Esse movimento está alinhado à estratégia da marca no mercado indiano, onde a Honda tem investido em infraestrutura de troca de baterias e na popularização de veículos elétricos. A Shine eletrificada pode ser a aposta ideal para oferecer um transporte acessível, simples e funcional para milhões de pessoas.

Uma elétrica baseada na simplicidade da Shine 100
As patentes recém-divulgadas revelam uma moto elétrica construída sobre a mesma estrutura da Shine 100 a combustão. Lançada em 2023, a versão original conta com motor monocilíndrico de 99cc, refrigeração a ar e potência de 7,3 cv. Seu grande diferencial está no preço: cerca de US$ 800 (na contação do dia, em torno de R$ 4.400), o que a torna uma das motos mais acessíveis do mundo.

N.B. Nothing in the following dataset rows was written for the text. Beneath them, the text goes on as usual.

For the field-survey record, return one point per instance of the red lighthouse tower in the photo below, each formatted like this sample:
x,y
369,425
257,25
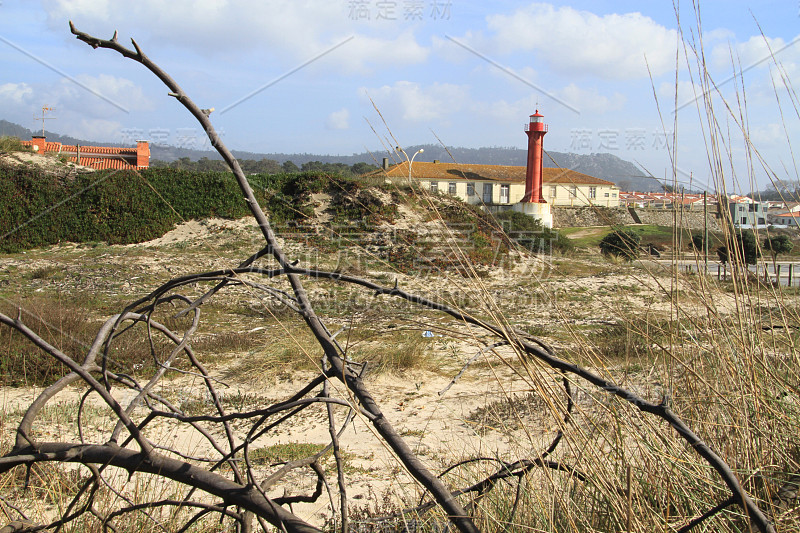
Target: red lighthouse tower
x,y
533,174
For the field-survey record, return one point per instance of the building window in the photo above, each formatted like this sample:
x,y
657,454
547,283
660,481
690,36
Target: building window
x,y
487,193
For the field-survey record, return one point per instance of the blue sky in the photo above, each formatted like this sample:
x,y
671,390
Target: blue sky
x,y
301,76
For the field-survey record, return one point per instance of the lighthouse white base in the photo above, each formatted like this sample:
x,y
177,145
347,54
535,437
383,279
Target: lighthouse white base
x,y
541,212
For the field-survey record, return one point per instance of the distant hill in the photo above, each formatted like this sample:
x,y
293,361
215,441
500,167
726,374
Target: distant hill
x,y
606,166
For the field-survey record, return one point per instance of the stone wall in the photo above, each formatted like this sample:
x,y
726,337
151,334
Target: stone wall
x,y
567,217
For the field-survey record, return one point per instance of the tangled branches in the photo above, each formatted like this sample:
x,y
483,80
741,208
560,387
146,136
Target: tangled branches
x,y
223,482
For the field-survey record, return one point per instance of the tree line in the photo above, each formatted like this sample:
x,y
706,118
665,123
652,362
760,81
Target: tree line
x,y
267,166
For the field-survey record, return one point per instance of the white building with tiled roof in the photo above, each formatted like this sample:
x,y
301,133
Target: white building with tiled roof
x,y
504,185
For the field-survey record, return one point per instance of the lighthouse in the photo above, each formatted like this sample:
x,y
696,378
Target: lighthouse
x,y
533,203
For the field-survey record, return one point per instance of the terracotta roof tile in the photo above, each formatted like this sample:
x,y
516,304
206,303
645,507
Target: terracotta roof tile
x,y
455,171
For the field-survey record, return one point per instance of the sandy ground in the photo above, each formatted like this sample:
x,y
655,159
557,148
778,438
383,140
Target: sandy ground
x,y
439,427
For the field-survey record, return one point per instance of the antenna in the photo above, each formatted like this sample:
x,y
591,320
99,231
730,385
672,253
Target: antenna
x,y
45,109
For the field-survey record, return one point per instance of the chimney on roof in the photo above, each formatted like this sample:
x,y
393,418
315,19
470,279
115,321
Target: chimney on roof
x,y
536,130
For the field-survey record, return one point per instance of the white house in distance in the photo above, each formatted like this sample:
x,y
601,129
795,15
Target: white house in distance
x,y
789,219
502,185
530,189
747,213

A nova versão elétrica aproveita quase todas as peças do modelo original, incluindo o chassi simples, os freios a tambor e o visual básico. O motor a combustão foi substituído por uma unidade elétrica com engrenagem redutora de velocidade e duas baterias de íons de lítio removíveis. Essas baterias ficam posicionadas em bandejas laterais, aproveitando o espaço onde normalmente estaria o motor tradicional e um pouco do espaço do tanque (veja abaixo uma simulação do desenho com a foto).

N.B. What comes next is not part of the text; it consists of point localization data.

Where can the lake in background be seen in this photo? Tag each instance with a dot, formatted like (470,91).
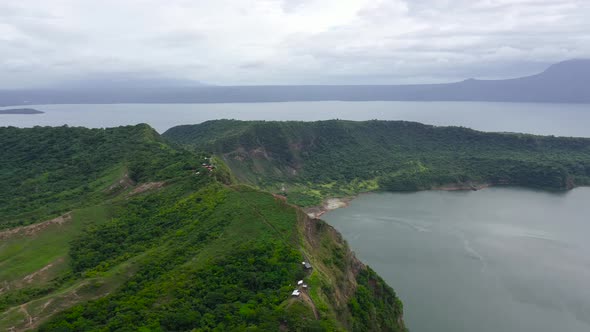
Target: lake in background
(545,119)
(499,259)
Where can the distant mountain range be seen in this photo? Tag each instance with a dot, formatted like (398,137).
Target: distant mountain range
(564,82)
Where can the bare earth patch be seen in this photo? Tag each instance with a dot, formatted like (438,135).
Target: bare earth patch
(315,212)
(31,230)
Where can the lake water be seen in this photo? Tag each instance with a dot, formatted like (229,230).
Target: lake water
(547,119)
(499,259)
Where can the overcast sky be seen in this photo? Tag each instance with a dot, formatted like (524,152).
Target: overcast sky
(230,42)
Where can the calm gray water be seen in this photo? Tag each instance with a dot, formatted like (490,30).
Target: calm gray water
(499,259)
(547,119)
(494,260)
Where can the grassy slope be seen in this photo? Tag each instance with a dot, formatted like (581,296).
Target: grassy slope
(327,158)
(194,254)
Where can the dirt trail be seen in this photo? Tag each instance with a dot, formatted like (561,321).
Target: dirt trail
(33,229)
(23,309)
(29,278)
(307,299)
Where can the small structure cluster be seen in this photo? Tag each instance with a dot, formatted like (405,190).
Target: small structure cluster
(301,286)
(208,165)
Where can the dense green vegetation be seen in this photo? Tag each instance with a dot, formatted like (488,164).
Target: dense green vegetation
(46,171)
(195,252)
(326,158)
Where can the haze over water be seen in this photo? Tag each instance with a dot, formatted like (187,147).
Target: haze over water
(499,259)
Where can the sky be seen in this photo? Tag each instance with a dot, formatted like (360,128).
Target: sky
(263,42)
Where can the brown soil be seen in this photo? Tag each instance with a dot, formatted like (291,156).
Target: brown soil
(31,230)
(41,272)
(315,212)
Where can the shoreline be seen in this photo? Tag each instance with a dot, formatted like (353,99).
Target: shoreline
(333,203)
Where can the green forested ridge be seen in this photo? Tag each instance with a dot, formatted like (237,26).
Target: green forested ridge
(198,252)
(325,158)
(46,171)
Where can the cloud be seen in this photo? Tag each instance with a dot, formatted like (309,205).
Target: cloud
(288,41)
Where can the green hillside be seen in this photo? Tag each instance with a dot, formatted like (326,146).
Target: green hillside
(314,160)
(114,229)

Uma das inovações interessantes do projeto é o canal de resfriamento entre as baterias, que direciona o fluxo de ar para o sistema de controle eletrônico. Isso ajuda a manter o desempenho e a confiabilidade do conjunto, mesmo com o baixo custo de fabricação.

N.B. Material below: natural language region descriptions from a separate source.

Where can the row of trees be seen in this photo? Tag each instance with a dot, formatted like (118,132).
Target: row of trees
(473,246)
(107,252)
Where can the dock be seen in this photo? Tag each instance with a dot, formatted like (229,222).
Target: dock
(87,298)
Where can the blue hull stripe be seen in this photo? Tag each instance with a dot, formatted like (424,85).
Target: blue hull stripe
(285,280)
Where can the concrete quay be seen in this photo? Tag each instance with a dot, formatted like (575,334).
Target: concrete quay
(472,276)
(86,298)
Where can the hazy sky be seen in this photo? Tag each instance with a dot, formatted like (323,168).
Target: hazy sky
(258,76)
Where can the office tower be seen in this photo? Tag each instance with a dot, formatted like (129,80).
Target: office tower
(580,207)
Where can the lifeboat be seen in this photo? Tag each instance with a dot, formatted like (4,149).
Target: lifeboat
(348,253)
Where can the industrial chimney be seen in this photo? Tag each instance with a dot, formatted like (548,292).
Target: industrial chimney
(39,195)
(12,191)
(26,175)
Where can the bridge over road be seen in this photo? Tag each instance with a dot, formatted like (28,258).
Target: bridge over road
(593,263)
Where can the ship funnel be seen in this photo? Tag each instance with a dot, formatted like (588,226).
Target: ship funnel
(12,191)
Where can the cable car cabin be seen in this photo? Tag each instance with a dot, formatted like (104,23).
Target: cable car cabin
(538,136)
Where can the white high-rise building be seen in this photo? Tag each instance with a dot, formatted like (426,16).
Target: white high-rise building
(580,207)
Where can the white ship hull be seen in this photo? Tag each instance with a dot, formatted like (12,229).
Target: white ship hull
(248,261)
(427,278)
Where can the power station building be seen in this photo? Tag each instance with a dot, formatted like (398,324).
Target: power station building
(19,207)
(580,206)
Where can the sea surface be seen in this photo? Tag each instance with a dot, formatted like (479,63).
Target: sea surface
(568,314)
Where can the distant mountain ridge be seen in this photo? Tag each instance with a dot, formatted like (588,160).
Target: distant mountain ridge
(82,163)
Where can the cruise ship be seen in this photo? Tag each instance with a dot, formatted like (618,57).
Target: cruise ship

Infraestrutura de troca de baterias da Honda
A Honda já se adiantou em relação à infraestrutura necessária para apoiar essa nova geração de motocicletas. Estações de troca de bateria — chamadas de Power Pack Exchanger e: — estão sendo instaladas em cidades como Mumbai, Delhi e Bangalore. O funcionamento é simples: o usuário leva sua bateria descarregada, insere em uma estação e retira outra totalmente carregada, pronta para uso.
Hoje, apenas o scooter elétrico Activa e: utiliza esse sistema, mas a expectativa é de que novos modelos, como a versão elétrica da Shine 100, passem a integrá-lo. O investimento mostra que a Honda está comprometida em democratizar o acesso à mobilidade elétrica em mercados emergentes, onde o custo ainda é uma barreira significativa.
Além disso, a marca também oferece o sistema para empresas que queiram operar suas próprias redes de troca de baterias, o que pode acelerar a adoção desse modelo em outros países no futuro.

Apesar de ser inicialmente voltada ao mercado indiano, a futura moto mais barata do mundo tem potencial para atrair consumidores em outras regiões, especialmente em países da Ásia, África e até América Latina, onde a mobilidade sobre duas rodas é essencial e o custo de aquisição precisa ser o mais baixo possível.
A Honda ainda não confirmou oficialmente o lançamento comercial da versão elétrica da Shine 100, mas a quantidade de patentes registradas sugere que o projeto está avançado. Se realmente chegar às ruas com preço competitivo, poderá redefinir o conceito de acessibilidade no setor de duas rodas elétricas.